A sewing machine manufacturing unit in Lakkar Bazaar, Ludhiana. Seeing a substantial drop in sales, owner Ravi Arora laid off half a dozen workers and is now managing with just three workers in the assembling section.(Gurminder Singh/HT Photo)

December 2016 had been the worst in terms of monthly sales for sewing machine manufacturer Ravi Arora in his 62 years stint in the industry. From Rs 15 lakh in December 2015, Arora’s medium-scale unit at Lakkar Bazaar in Ludhiana saw a substantial drop in sales to Rs 4 lakh in December 2016.

After laying off half a dozen workers temporarily, Arora is now managing with just three workers in his assembling section.

The sales figure for the sewing machine industry in Ludhiana has plummeted by 50% owing to minimal cash flow.
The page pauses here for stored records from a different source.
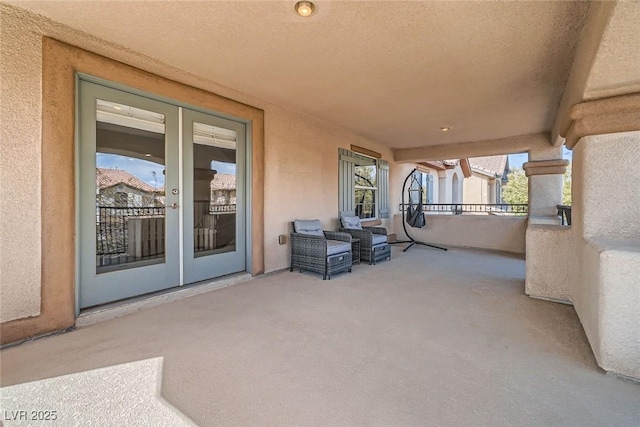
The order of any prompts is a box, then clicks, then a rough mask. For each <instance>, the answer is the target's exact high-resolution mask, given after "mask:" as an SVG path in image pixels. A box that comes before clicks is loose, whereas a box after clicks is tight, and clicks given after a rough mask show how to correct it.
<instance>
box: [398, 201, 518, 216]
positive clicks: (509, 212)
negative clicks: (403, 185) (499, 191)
mask: <svg viewBox="0 0 640 427" xmlns="http://www.w3.org/2000/svg"><path fill="white" fill-rule="evenodd" d="M406 206H407V204H405V205H403V204H400V211H404V210H405V209H406ZM422 210H423V212H435V213H448V214H454V215H462V214H464V213H474V214H475V213H487V214H500V215H502V214H509V215H526V214H527V213H529V205H528V204H526V203H523V204H509V203H493V204H486V203H431V204H427V205H422Z"/></svg>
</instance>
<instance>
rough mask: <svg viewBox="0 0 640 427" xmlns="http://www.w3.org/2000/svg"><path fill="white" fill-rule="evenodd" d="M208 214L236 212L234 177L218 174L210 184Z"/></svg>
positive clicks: (234, 180) (235, 180)
mask: <svg viewBox="0 0 640 427" xmlns="http://www.w3.org/2000/svg"><path fill="white" fill-rule="evenodd" d="M210 191H211V195H210V199H209V200H210V203H209V212H210V213H227V212H235V210H236V176H235V175H231V174H226V173H219V174H216V176H215V177H214V178H213V179H212V180H211V184H210Z"/></svg>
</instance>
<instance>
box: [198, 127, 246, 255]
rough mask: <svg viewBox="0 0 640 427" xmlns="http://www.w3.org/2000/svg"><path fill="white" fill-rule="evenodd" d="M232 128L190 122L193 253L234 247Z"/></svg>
mask: <svg viewBox="0 0 640 427" xmlns="http://www.w3.org/2000/svg"><path fill="white" fill-rule="evenodd" d="M236 141H237V134H236V132H235V131H232V130H229V129H224V128H220V127H216V126H210V125H206V124H203V123H194V124H193V142H194V144H193V200H194V202H193V203H194V206H193V215H194V218H193V220H194V222H193V224H194V225H193V249H194V253H195V256H196V257H199V256H204V255H210V254H213V253H221V252H231V251H235V249H236Z"/></svg>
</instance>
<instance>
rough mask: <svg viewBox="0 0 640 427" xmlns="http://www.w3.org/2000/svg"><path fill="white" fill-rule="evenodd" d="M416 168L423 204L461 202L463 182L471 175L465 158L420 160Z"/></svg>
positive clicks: (457, 202)
mask: <svg viewBox="0 0 640 427" xmlns="http://www.w3.org/2000/svg"><path fill="white" fill-rule="evenodd" d="M417 169H418V173H419V175H418V179H419V180H420V182H421V184H422V188H423V196H422V202H423V203H424V204H455V203H462V201H463V194H464V186H463V183H464V181H465V178H467V177H469V176H470V175H471V171H470V169H469V162H468V161H467V159H449V160H439V161H431V162H421V163H419V164H418V167H417Z"/></svg>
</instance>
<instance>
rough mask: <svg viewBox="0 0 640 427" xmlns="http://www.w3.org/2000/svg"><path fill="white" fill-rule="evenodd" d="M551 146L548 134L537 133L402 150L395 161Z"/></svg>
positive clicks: (438, 158) (414, 160)
mask: <svg viewBox="0 0 640 427" xmlns="http://www.w3.org/2000/svg"><path fill="white" fill-rule="evenodd" d="M550 146H551V141H550V135H549V134H548V133H535V134H531V135H518V136H512V137H508V138H500V139H490V140H485V141H470V142H460V143H457V144H443V145H434V146H428V147H416V148H401V149H396V150H394V151H393V159H394V160H395V161H396V162H398V163H415V162H428V161H430V160H443V159H462V158H469V157H483V156H497V155H500V154H513V153H522V152H525V151H529V150H532V149H533V150H537V149H548V148H549V147H550Z"/></svg>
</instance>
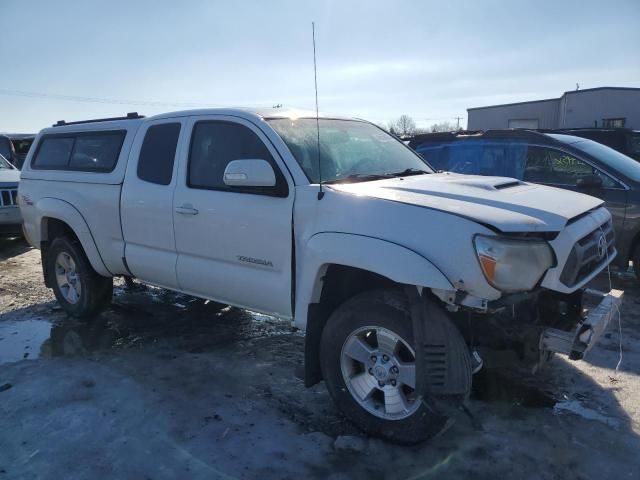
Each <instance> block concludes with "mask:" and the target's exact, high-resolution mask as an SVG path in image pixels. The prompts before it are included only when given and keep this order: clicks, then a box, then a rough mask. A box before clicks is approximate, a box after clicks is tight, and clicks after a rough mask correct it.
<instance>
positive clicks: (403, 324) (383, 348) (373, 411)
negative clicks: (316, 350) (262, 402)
mask: <svg viewBox="0 0 640 480" xmlns="http://www.w3.org/2000/svg"><path fill="white" fill-rule="evenodd" d="M371 327H374V328H371ZM374 329H377V330H374ZM374 335H375V339H374V338H373V336H374ZM394 335H395V338H398V339H399V341H398V342H397V343H396V345H397V348H396V350H394V351H395V352H396V354H394V355H393V356H392V357H389V356H388V355H385V354H384V353H383V352H386V353H389V354H390V350H391V349H390V348H388V347H389V346H390V345H392V344H393V342H394V340H393V339H394ZM357 340H360V341H363V342H364V343H365V347H369V350H360V349H359V348H355V347H354V345H360V344H358V343H357ZM380 341H382V345H381V343H380ZM376 344H377V348H376V347H375V346H376ZM411 349H413V352H415V342H414V337H413V328H412V320H411V316H410V313H409V308H408V301H407V299H406V297H405V295H404V294H403V293H402V292H399V291H394V290H375V291H370V292H365V293H362V294H359V295H357V296H355V297H353V298H351V299H349V300H347V301H346V302H345V303H343V304H342V305H341V306H340V307H338V308H337V309H336V310H335V311H334V312H333V314H332V315H331V316H330V317H329V319H328V321H327V324H326V326H325V328H324V329H323V332H322V339H321V345H320V355H321V357H320V358H321V360H320V364H321V368H322V374H323V378H324V380H325V383H326V385H327V389H328V390H329V394H330V395H331V397H332V398H333V401H334V402H335V403H336V405H337V407H338V408H339V409H340V410H341V411H342V413H343V414H345V415H346V416H347V417H348V418H349V419H350V420H351V421H353V422H354V423H355V424H356V425H357V426H358V427H359V428H360V429H362V430H363V431H365V432H366V433H368V434H370V435H374V436H379V437H383V438H385V439H387V440H390V441H393V442H397V443H403V444H414V443H418V442H421V441H423V440H426V439H429V438H431V437H433V436H435V435H437V434H438V433H439V432H441V431H442V430H443V429H445V427H446V426H447V425H448V421H447V420H448V418H447V417H446V416H444V415H442V414H440V413H437V412H435V411H434V410H433V409H431V408H428V407H427V405H426V403H425V402H424V401H422V399H421V398H419V397H417V394H416V393H415V390H414V391H413V392H412V389H411V386H410V385H408V384H405V383H404V381H403V379H402V375H396V376H395V378H397V380H396V381H395V383H393V384H390V383H389V382H393V381H394V378H393V376H392V375H393V365H404V366H403V367H401V368H402V369H403V370H402V371H406V370H405V368H406V365H407V364H410V363H411V356H412V355H413V361H414V362H415V354H413V353H412V351H411ZM360 351H366V353H364V354H362V355H363V357H365V358H366V357H367V356H369V357H368V359H369V360H370V361H371V358H372V357H371V355H373V356H374V357H376V363H373V362H371V363H369V364H368V365H367V364H365V363H362V362H360V361H359V360H353V364H352V363H351V360H352V359H351V357H350V355H349V354H347V353H346V352H350V353H352V352H357V353H356V355H355V356H358V357H360ZM385 356H386V357H387V360H386V363H384V364H382V367H383V368H382V369H380V368H379V367H380V365H381V362H384V357H385ZM378 357H382V358H378ZM361 363H362V366H361V367H359V364H361ZM389 364H392V366H391V367H388V365H389ZM354 365H355V367H354V368H353V369H352V367H353V366H354ZM414 365H415V363H414ZM384 368H388V369H389V370H388V371H387V372H384V371H383V369H384ZM369 369H370V370H369ZM395 372H396V373H397V372H398V369H397V367H396V370H395ZM390 377H391V380H390V379H389V378H390ZM413 377H414V386H415V370H414V375H413ZM381 378H382V379H384V382H383V384H380V383H378V382H380V381H381V380H380V379H381ZM406 378H408V377H406ZM406 378H405V380H406ZM408 383H411V382H408ZM376 385H377V386H376ZM381 385H382V388H379V387H381ZM369 389H371V390H372V392H371V395H369V397H368V399H366V400H364V401H363V400H362V399H363V397H366V395H364V392H366V391H368V390H369ZM399 391H400V393H399ZM358 392H359V393H358ZM383 392H384V393H383ZM386 393H388V395H389V399H388V403H387V402H386V401H385V397H386ZM358 396H359V397H360V398H359V399H358ZM400 397H403V398H402V399H400ZM402 400H404V407H405V408H404V409H403V408H401V407H399V405H402V403H401V402H402ZM380 404H383V405H382V406H381V405H380ZM376 405H377V407H376ZM372 407H373V408H372Z"/></svg>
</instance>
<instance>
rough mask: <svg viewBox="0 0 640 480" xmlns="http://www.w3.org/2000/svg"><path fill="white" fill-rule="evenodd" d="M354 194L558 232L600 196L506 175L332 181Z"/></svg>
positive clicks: (439, 175)
mask: <svg viewBox="0 0 640 480" xmlns="http://www.w3.org/2000/svg"><path fill="white" fill-rule="evenodd" d="M331 189H332V190H338V191H342V192H345V193H350V194H354V195H359V196H366V197H373V198H379V199H383V200H390V201H394V202H399V203H404V204H407V205H414V206H417V207H425V208H430V209H433V210H439V211H442V212H448V213H451V214H454V215H458V216H461V217H465V218H469V219H471V220H474V221H476V222H479V223H482V224H484V225H492V226H493V227H494V228H496V229H498V230H500V231H502V232H536V231H537V232H559V231H560V230H562V229H563V228H564V226H565V225H566V224H567V221H568V220H569V219H571V218H574V217H576V216H580V215H583V214H584V213H585V212H588V211H590V210H593V209H595V208H599V207H600V206H601V205H602V204H603V201H602V200H601V199H599V198H594V197H589V196H587V195H582V194H579V193H576V192H571V191H568V190H561V189H558V188H550V187H545V186H542V185H535V184H531V183H526V182H522V181H519V180H517V179H515V178H506V177H481V176H471V175H456V174H450V173H441V174H431V175H416V176H413V177H406V178H404V179H398V178H395V179H388V180H377V181H373V182H360V183H351V184H339V185H331Z"/></svg>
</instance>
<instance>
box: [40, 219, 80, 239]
mask: <svg viewBox="0 0 640 480" xmlns="http://www.w3.org/2000/svg"><path fill="white" fill-rule="evenodd" d="M62 236H66V237H69V238H72V239H74V240H77V239H78V237H77V236H76V234H75V233H74V231H73V229H72V228H71V227H70V226H69V225H67V224H66V223H65V222H63V221H62V220H58V219H57V218H50V217H45V218H43V219H42V239H43V241H45V242H47V243H51V242H52V241H53V239H54V238H56V237H62Z"/></svg>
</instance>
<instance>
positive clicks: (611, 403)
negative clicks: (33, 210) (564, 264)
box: [0, 240, 640, 479]
mask: <svg viewBox="0 0 640 480" xmlns="http://www.w3.org/2000/svg"><path fill="white" fill-rule="evenodd" d="M613 281H614V284H615V286H616V287H618V288H622V289H624V290H625V291H626V296H625V302H624V306H623V310H622V332H623V336H622V345H623V351H624V358H623V362H622V364H621V367H620V369H619V371H618V372H616V371H615V370H614V369H615V366H616V363H617V362H618V345H619V343H618V342H619V335H618V326H617V324H616V325H611V326H610V329H609V331H608V333H607V335H606V337H607V338H603V339H602V340H601V342H600V344H599V345H598V346H597V347H596V348H595V349H594V350H593V351H592V352H590V355H589V357H588V358H587V360H586V361H583V362H577V363H576V362H570V361H568V360H566V359H564V358H560V357H558V356H556V358H554V359H553V361H552V362H551V363H550V364H549V365H548V366H547V368H546V369H545V370H543V371H541V372H539V373H538V374H537V375H536V376H524V377H523V376H514V375H511V374H508V373H507V372H501V373H499V374H492V376H491V380H492V381H491V382H490V383H489V384H490V385H491V388H488V389H485V390H484V391H481V392H477V394H476V395H475V396H474V398H473V399H472V401H471V404H470V408H471V411H472V412H473V414H474V416H475V417H476V418H477V419H478V420H479V421H480V422H481V424H482V425H481V428H480V426H478V425H476V426H475V427H474V426H473V425H472V424H471V422H470V421H469V420H468V419H467V418H466V417H464V416H463V417H460V418H458V419H457V421H456V422H455V424H454V425H453V427H452V428H450V429H449V430H448V431H447V432H445V433H444V434H443V435H441V436H440V437H438V438H436V439H434V440H432V441H431V442H429V443H426V444H423V445H418V446H413V447H402V446H397V445H392V444H388V443H385V442H382V441H380V440H377V439H370V438H367V437H365V436H363V435H362V434H361V433H360V432H359V431H358V430H357V429H355V428H354V427H353V426H352V425H351V424H349V422H347V421H346V420H344V419H343V418H341V416H340V415H339V414H338V413H337V412H336V410H335V409H334V407H333V405H332V403H331V401H330V399H329V397H328V394H327V393H326V390H325V388H324V385H323V384H320V385H316V386H315V387H313V388H311V389H305V388H304V386H303V382H302V380H301V375H302V358H303V337H302V336H301V335H300V334H299V333H297V332H295V331H293V330H292V329H291V327H290V324H289V323H288V322H282V321H280V320H278V319H275V318H271V317H266V316H263V315H258V314H253V313H250V312H246V311H242V310H237V309H233V308H226V309H223V310H222V311H219V308H218V306H217V305H215V304H213V303H204V302H202V301H200V300H196V299H193V298H191V297H186V296H183V295H177V294H174V293H171V292H167V291H164V290H161V289H156V288H146V287H142V286H139V287H137V288H135V289H134V290H133V291H131V290H127V289H126V288H124V286H123V285H122V283H120V282H117V288H116V297H115V300H114V305H113V307H112V308H111V309H110V310H109V311H108V312H106V313H104V314H103V315H102V316H101V317H100V318H99V319H97V320H96V321H95V322H94V323H92V324H90V325H85V324H81V323H77V322H75V321H73V320H71V319H69V318H67V317H66V316H65V315H64V314H63V313H62V311H61V310H60V309H59V307H58V306H57V304H56V303H55V301H54V300H53V295H52V294H51V292H50V291H49V290H47V289H46V288H44V285H43V282H42V275H41V267H40V256H39V252H38V251H36V250H32V249H30V248H29V247H27V246H26V245H25V244H24V243H23V242H21V241H18V240H0V479H2V478H25V479H30V478H51V479H60V478H66V479H76V478H91V479H101V478H118V479H128V478H132V479H134V478H135V479H164V478H167V479H169V478H171V479H173V478H207V479H210V478H258V479H271V478H278V479H280V478H332V479H343V478H363V479H364V478H367V479H383V478H384V479H392V478H393V479H397V478H398V479H422V478H425V479H426V478H442V477H443V476H446V477H447V478H449V477H454V478H456V477H465V478H474V479H482V478H500V477H503V478H561V479H567V478H638V476H639V475H640V439H639V435H640V377H639V373H640V307H639V306H640V288H638V287H637V286H636V284H635V280H634V279H633V278H632V277H631V276H630V275H629V274H617V275H614V279H613ZM596 283H597V285H596V286H600V287H601V288H604V287H605V286H608V280H607V279H606V278H605V277H603V278H600V279H598V280H597V282H596Z"/></svg>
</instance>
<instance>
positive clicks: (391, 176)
mask: <svg viewBox="0 0 640 480" xmlns="http://www.w3.org/2000/svg"><path fill="white" fill-rule="evenodd" d="M394 176H395V175H394V174H392V173H352V174H350V175H347V176H346V177H342V178H336V179H335V180H329V181H327V182H323V183H325V184H331V183H352V182H367V181H369V180H382V179H383V178H393V177H394Z"/></svg>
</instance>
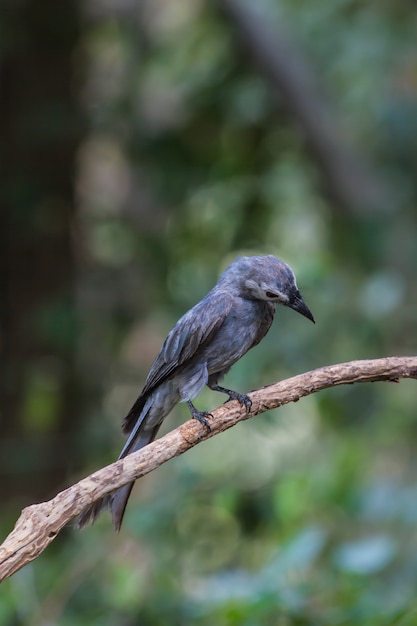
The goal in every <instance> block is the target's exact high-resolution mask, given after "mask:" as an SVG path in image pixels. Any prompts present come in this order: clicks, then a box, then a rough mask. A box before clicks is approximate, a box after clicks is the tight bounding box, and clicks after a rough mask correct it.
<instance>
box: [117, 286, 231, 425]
mask: <svg viewBox="0 0 417 626" xmlns="http://www.w3.org/2000/svg"><path fill="white" fill-rule="evenodd" d="M233 303H234V297H233V296H232V295H230V294H228V293H226V292H225V291H217V290H216V292H210V293H209V294H207V296H206V297H205V298H203V300H201V302H199V303H198V304H196V305H195V306H194V307H193V308H192V309H190V310H189V311H188V312H187V313H186V314H185V315H183V317H181V318H180V319H179V320H178V322H177V323H176V325H175V326H174V328H173V329H172V330H171V332H170V333H169V335H168V337H167V338H166V340H165V342H164V345H163V346H162V348H161V350H160V352H159V354H158V355H157V357H156V358H155V361H154V362H153V364H152V367H151V369H150V371H149V374H148V377H147V379H146V383H145V386H144V388H143V390H142V392H141V394H140V396H139V398H138V399H137V400H136V402H135V404H134V405H133V407H132V408H131V410H130V411H129V413H128V415H127V416H126V417H125V418H124V420H123V431H124V432H130V431H131V429H132V428H133V426H134V424H135V421H136V420H137V418H138V417H139V415H140V413H141V411H142V409H143V407H144V404H145V402H146V398H147V397H148V395H149V393H151V392H152V391H153V390H154V389H155V388H156V387H157V386H158V385H159V384H160V383H161V382H162V381H164V380H166V379H167V378H168V377H170V376H173V375H174V374H175V372H176V371H177V370H178V369H179V368H180V367H181V366H182V365H184V364H186V363H187V362H188V361H189V360H190V359H191V358H192V357H193V356H194V355H195V354H196V352H197V350H198V349H199V348H201V347H203V346H204V345H205V344H206V343H207V342H208V341H210V339H211V338H212V337H213V335H214V334H215V333H216V332H217V331H218V330H219V328H220V327H221V326H222V324H223V322H224V320H225V319H226V317H227V315H228V314H229V312H230V310H231V308H232V307H233Z"/></svg>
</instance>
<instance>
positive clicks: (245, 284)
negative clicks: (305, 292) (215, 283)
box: [223, 255, 314, 322]
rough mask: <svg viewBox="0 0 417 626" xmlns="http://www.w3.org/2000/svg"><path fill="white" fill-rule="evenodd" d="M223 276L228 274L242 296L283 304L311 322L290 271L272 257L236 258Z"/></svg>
mask: <svg viewBox="0 0 417 626" xmlns="http://www.w3.org/2000/svg"><path fill="white" fill-rule="evenodd" d="M226 274H230V278H232V280H233V282H234V283H235V285H238V287H239V291H240V295H242V296H243V297H245V298H248V299H252V300H265V301H267V302H274V303H276V304H283V305H284V306H287V307H289V308H290V309H294V311H297V312H298V313H301V315H304V317H307V318H308V319H309V320H311V321H312V322H314V317H313V314H312V313H311V311H310V309H309V308H308V306H307V305H306V304H305V302H304V300H303V298H302V297H301V294H300V292H299V290H298V287H297V281H296V279H295V275H294V272H293V271H292V269H291V268H290V266H289V265H287V264H286V263H284V261H281V260H280V259H277V258H276V257H274V256H272V255H268V256H252V257H240V258H238V259H236V261H234V262H233V263H232V264H231V265H230V266H229V267H228V269H227V270H226V272H225V273H224V275H223V276H225V275H226Z"/></svg>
It has forced the manufacturers to lay off around 20% of their workforce permanently (besides around 25% migrant workers heading to their native places temporarily) and curtailed the production volume up to 50%.

Exports have also nosedived up to 50% for the Ludhiana industry that supplies machines — both domestic and industrial — to Israel, Egypt, Qatar, Dubai, Kenya and other African and Middle East countries.

The sales of Daichi Internationals, a major exporter of sewing machines located at Focal Point, has dropped up to 30%. Deepak Sachdeva, one of the owners, says: “We had to make 40% cut in our production as there are no fresh orders and exports have been dwindling. We suffered around Rs 1-crore loss in one month. There are many workers who have not been paid for over two months now.”

Virender Rakheja, who owns a unit in Sundarnagar, could sell only 30,000 sewing machines in December 2016 as compared to 80,000 in the corresponding month in 2015.

Rakheja, who has been in this ancestral trade for the past 35 years, says: “Owing to fluctuating metal prices (raw material) and labour shortage, sales used to drop once in a blue moon, but nothing served us such a perilous blow as cash crunch following demonetisation.”

As only a small proportion of the total workforce possesses bank accounts, payment of salaries through cheques was not a viable option. So owners of almost all sewing machine units gave holidays (temporary layoff) to around 50% of their workers while rest received salaries in instalments.

Around three dozen sewing machine manufacturers (26 assemblers and 12 manufacturers) in Jalandhar have also been hit hard.

Inderpal Singh of Mahindra Sales in Jalandhar, says: “Sewing machine is a poor man’s luxury, often gifted to daughters on wedding. An average machine costs around Rs 1,500 to Rs 2,500. With minimal cash flow, the buyer is not turning up at the market, prioritising his other household expenses.”

As compared to the small industry in Jalandhar, Ludhiana has around 2,400 units (400 assembling and 2,000 manufacturing), which employ more than 20,000 workers and manufacture around 3 lakh machines a month.